The same show came again about an hour later, but the time went very fast. I drifted from pool to pool, and couldn’t quite believe it when midnight came and we were all ushered out of the water – I can hardly think of a time when three hours has passed so quickly.


One other part of the Caldea experience you should note to really get a good impression of what it was like: the sheer amount of affection on public display. There were a lot of couples making out all over the place. I’ve been in Europe for a couple of months now but it still rings bemused ‘get a room’ bells in my prudish NZ-cultured brain.


So ended our Andorran expedition. The following morning, after what were universally agreed to be very restful post-spa sleeps, we piled into the car and set off on a roundabout return route that took us through Spain. We stopped for lunch in a small town called Sort, and again enjoyed a healthy spread of tapas. Of particular note this time were the snails that Lucas and Julian ordered. Now, I’ve heard it said that eating snails aren’t the same as common garden snails, but I couldn’t spot any difference. Imagine a cast-iron tray, about the right size to bake cookies, and cover it with a layer of snails from the garden, and you have a precise image of what was delivered to the table. Of course, the snails weren’t moving. To eat them you pick them up by the shell and jab at the little beggar inside with a wooden pick, dragging him out and into your mouth. The consistency: chewy and juicy. The taste: they were coated in a rich buttery flavour, and some of them were particularly spicy. I had four in all, enough that I can now say with confidence that yes, I have eaten snails.

Yum.


And Hoa spells his name Hoa, not Hao. Thanks Jon Ball for the correction. Sorry Hoa! I did know, I was just stupid!


morgue

[waybackmachine link to original]

[morgueatlarge] Flashback: The New Beaujolais

Two announcements before I start ranting:

(1) Londoners: I’m getting into London this Saturday afternoon. I’m leaving again on Thursday and probably won’t be back until after New Year’s.

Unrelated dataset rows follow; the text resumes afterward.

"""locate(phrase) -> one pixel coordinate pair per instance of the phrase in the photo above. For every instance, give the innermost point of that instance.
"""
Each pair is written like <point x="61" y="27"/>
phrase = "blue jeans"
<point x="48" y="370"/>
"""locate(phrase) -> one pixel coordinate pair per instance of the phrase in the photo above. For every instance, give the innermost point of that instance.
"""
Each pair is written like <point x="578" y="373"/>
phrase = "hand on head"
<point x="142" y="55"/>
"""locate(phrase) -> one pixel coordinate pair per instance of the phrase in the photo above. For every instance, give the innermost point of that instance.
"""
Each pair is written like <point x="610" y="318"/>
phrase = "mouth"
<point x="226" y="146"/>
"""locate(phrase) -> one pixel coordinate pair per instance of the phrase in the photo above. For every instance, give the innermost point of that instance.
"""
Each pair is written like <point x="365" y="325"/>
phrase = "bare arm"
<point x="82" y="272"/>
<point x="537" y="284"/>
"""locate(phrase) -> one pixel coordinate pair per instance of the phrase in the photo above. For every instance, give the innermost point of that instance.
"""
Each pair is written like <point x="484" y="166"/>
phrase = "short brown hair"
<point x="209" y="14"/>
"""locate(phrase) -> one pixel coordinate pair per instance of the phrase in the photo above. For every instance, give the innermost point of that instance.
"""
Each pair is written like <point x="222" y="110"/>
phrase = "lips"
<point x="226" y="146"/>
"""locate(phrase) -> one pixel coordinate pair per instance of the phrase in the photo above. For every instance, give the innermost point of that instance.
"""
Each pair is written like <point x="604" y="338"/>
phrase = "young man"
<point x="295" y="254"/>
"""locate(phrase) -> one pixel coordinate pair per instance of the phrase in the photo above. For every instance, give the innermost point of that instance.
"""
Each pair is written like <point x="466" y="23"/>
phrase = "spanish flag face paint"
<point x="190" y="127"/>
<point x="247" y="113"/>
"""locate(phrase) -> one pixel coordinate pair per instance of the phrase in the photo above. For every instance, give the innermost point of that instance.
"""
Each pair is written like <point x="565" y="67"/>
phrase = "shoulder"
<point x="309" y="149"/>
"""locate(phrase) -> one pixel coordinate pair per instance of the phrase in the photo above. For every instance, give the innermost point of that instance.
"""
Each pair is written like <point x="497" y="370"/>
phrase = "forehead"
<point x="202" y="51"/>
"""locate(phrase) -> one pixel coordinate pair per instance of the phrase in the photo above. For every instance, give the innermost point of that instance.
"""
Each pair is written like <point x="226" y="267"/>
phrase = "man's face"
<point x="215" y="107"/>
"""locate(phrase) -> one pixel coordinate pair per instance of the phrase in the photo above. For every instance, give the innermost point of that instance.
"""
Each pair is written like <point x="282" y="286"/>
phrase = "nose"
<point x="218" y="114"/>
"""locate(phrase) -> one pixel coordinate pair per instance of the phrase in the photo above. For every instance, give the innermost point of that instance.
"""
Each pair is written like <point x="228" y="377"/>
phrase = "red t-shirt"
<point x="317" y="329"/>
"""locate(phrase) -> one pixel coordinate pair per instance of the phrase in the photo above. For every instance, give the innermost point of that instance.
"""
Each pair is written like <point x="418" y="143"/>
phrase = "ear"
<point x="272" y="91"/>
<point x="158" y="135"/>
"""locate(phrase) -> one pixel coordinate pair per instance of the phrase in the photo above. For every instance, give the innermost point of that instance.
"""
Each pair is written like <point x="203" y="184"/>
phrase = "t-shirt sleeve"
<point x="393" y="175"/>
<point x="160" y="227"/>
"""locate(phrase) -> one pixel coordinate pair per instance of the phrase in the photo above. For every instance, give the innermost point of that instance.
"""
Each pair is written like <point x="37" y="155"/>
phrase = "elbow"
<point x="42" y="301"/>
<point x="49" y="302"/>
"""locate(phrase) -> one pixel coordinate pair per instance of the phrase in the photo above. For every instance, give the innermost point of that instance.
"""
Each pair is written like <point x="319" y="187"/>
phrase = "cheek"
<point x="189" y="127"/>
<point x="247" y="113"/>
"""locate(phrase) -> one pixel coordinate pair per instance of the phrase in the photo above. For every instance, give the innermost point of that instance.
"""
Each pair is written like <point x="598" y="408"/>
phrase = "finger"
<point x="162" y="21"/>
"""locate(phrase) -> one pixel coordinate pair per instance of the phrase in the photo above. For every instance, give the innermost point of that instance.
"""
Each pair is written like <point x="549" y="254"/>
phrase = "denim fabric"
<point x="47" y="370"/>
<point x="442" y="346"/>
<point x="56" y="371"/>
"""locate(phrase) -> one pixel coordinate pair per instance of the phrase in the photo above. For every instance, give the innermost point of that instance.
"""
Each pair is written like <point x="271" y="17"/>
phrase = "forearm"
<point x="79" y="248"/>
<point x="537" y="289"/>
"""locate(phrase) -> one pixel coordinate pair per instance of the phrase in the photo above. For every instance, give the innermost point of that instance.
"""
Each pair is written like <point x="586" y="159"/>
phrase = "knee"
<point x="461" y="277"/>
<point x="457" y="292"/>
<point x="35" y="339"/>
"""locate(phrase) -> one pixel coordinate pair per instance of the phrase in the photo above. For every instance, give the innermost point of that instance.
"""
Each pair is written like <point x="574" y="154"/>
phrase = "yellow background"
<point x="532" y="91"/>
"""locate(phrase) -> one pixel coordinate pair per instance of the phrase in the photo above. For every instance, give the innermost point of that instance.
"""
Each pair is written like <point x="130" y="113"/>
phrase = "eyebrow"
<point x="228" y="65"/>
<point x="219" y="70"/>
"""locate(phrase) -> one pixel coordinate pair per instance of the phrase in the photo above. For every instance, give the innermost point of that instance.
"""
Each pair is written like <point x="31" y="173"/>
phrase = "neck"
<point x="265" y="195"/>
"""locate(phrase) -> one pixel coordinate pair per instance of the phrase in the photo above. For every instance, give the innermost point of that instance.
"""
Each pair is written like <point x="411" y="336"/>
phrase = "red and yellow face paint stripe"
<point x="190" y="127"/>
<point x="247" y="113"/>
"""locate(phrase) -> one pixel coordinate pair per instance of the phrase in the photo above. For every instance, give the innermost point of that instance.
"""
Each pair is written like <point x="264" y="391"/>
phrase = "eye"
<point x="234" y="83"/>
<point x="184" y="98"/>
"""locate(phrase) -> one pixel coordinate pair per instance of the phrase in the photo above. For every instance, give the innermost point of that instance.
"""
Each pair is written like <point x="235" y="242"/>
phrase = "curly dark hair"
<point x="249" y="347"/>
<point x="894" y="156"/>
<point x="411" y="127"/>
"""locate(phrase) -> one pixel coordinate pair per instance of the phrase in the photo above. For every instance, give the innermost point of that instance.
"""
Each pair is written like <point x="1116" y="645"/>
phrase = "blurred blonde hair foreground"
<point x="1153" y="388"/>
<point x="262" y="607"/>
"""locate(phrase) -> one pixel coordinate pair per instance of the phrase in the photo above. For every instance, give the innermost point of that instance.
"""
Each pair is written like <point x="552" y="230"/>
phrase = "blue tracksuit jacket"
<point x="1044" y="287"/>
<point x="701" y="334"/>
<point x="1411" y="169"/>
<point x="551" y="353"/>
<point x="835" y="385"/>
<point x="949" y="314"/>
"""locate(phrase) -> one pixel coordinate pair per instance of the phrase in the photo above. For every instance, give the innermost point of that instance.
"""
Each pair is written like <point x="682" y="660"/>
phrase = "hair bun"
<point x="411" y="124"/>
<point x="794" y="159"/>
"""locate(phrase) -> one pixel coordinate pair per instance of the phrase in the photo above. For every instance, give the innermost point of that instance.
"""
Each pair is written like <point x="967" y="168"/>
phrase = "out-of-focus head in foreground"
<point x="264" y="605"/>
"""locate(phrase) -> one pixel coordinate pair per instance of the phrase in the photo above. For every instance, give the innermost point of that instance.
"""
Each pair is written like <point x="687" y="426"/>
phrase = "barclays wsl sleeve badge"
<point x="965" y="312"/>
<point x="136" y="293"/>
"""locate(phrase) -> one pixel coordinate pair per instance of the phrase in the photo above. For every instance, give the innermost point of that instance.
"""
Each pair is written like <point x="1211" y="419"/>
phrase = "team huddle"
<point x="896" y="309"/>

I’m keen to see as many of you as possible, particularly those I didn’t manage to catch last time, so give me an email or wait until my phone is in the UK and contact me there, 078 17772635. Suggestions for Saturday night gratefully received.

(2) Wellingtonians: heritage couch free to a good home! My sister’s shifting, and the couch she inherited from me is surplus to requirements. This is the marvellous gold/green creature that so happily participated in every party at Todman St. It’s a bit threadbare but it’s dead comfy and my mum has a photo of me sitting on it as a baby, so it’s been in the family for a long time and I’d like to see it placed where someone will give it the same loving attention I always did. Anyone interested, call Miriam on 021
137 8640. (You’ll have to pick it up, mind.)


After my expedition to Montpellier, Avignon and Carcassonne, I returned to Julian’s place in Auch. I was backtracking for a very specific purpose: I had been invited on what promised to be a very worthwhile expedition to Andorra.

So, Friday morning and the bags were packed, the car loaded, and we set off bright and early. Very bright and very early. This was a problem. you see, the previous night we had experienced… Tip Top. And Julian had experienced it more than anybody.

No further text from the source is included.